昨日までの不安な思いが、今は何故か落ち着いている。
いくつかの質問をされた後、医務官は静かにアスカを見つめる。
「出血や、腹部の痛みはありませんね?」
「……はい」
そっと頷いたアスカに、医務官は厳しかった表情を途端に緩めて、優しく微笑んだ。
「──おめでとうございます、王妃様。ご懐妊でございます」
その言葉を聞いた瞬間、なぜか、心のどこかがすでに知っていたような気がした。
まるで、静かに受け止める準備が全て、整っていたかのように。
「まだ暫くはご安静になさってくださいね」
「……ああ、王妃っ! よかった、よかった……っ!」
リオールが、珍しく涙を流した。
心から子供の誕生と、その子の無事を喜んでいる。
アスカはお腹に手をあて、そっと目を伏せた。
あの光の中にいた小さな命が、本当にここにいる。
それだけで、胸の奥がぽっと、温かくなるのを感じた。
じんわりと、目に涙が滲む。
安堵と、喜びが、次第に大きくなって、つい人目を気にすることなくリオールに抱きつき、大粒の涙を流す。

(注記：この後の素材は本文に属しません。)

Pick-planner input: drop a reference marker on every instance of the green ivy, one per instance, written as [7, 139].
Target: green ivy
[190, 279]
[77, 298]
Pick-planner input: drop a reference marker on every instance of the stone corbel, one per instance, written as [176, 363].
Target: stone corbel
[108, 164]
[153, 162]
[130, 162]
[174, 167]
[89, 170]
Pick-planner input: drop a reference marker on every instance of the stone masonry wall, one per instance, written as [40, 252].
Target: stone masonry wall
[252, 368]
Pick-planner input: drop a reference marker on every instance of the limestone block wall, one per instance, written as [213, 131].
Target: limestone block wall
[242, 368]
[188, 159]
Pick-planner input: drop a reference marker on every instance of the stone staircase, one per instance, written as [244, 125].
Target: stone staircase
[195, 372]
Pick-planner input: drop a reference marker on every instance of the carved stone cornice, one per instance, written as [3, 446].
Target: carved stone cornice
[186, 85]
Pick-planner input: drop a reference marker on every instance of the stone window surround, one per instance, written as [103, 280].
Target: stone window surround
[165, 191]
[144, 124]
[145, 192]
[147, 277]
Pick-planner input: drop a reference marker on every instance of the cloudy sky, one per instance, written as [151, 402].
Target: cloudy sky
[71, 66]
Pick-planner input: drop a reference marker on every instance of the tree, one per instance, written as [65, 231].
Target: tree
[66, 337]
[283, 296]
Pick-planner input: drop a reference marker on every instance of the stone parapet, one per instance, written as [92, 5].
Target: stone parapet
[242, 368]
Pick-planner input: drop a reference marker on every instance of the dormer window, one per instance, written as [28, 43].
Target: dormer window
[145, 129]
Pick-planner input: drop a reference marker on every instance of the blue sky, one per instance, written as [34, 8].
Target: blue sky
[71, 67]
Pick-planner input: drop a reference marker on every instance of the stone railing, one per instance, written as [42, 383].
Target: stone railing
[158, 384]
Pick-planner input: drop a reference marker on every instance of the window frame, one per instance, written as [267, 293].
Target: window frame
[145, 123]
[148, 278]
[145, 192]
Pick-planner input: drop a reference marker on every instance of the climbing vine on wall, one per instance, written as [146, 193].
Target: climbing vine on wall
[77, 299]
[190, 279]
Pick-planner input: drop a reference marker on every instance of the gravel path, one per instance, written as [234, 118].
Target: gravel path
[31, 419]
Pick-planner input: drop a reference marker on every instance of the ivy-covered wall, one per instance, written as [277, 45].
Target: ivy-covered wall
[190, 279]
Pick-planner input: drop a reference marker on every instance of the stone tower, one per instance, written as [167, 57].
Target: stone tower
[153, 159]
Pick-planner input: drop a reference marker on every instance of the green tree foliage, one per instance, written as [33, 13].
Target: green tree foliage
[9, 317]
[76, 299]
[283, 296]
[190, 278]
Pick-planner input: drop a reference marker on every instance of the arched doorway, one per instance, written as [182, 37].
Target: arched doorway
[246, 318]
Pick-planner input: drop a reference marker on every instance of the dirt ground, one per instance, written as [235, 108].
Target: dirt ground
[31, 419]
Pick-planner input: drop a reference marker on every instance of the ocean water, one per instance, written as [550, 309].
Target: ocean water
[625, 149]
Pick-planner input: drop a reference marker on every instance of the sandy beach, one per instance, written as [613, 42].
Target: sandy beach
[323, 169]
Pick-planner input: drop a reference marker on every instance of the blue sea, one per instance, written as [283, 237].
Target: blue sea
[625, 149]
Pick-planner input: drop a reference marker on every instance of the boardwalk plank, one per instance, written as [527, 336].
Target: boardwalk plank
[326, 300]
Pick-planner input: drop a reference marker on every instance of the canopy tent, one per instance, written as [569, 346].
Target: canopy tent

そんなアスカを、リオールは強くも優しく抱きしめていた。
何度も何度も、「よかった」と繰り返す声が、耳元で震えている。
その姿を、少し離れた場所で見守っていた陽春と清夏、そして薄氷が、ふいに目元を拭った。
長く付き従い、どれほどこの日を願ってきたか──その想いが、静かに込み上げてくる。
清夏は小さな声で、「おめでとうございます」と呟き、陽春は深く頭を下げたまま、肩を震わせていた。
薄氷は、微笑みながらもその目に光るものを隠さず、そっと口元に手を添える。
「ようやく……この日が来たのですね」
誰かが呟いた言葉に、重なるように皆が頷いた。
そしてその喜びは、静かな光のように、やがて、王宮中へとゆっくり広がっていった。